Gibt es eine Möglichkeit, von einer Webstart-Anwendung ein INI-File o.ä. lokal abzuspeichern und einzulesen, ohne volle Rechte per "<all-permissions/>" zu gewähren? 
Ich habe irgendwas im Hinterkopf, daß Webstart-Anwendungen in einen speziellen Bereich auf der Platte schreiben dürfen (was ja nur Sinn ergibt, wenn man keine vollen Rechte hat). Leider finde ich die entsprechende Info nicht mehr.
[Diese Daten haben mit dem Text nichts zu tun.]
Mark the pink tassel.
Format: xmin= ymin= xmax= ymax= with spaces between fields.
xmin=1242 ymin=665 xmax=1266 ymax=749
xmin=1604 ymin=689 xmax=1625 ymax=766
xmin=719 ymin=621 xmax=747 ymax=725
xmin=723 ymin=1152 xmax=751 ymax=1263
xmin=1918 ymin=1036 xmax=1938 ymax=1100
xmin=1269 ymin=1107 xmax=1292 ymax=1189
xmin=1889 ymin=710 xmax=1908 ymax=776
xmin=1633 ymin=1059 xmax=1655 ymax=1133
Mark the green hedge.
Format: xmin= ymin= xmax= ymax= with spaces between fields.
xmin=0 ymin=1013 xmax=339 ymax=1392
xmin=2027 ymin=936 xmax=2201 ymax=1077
Oder hab ich mir das eingebildet?


----------



## stev.glasow (24. Nov 2004)

Kann ich nicht mit dem persistenceservice ein paar sachen local speichern ohne großartig rechte zu haben ? Das doch läuft ähnlich wie mit Cookies, bin mir nur nicht sicher ob es einer rechteabfrage bedarf, aber ich denke nicht.


----------



## 0xdeadbeef (24. Nov 2004)

Hm, ja. Hatte ich inzwischen auch wiedergefunden. Irgendwie erscheint mir das aber recht aufwendig. Müßte ich meine gesamte Properties-Klasse entsprechend aufbohren. Mal sehen.

BTW:
Weiß nicht, ob das hier das richtige Forum dafür ist, aber könnten mal ein paar Freiwillige Linus/Unix- und Mac-User meine Webstart-Applikation testen:
http://home.arcor.de/0xdeadbeef/Calcutta.htm

Verlangt vollen Zugriff, allerdings wird bloß ein Property-File in den Pfad geschrieben, in dem das JAR liegt.
Mich würde interessieren, ob die Pfade auf Macs und Unix-System korrekt sind.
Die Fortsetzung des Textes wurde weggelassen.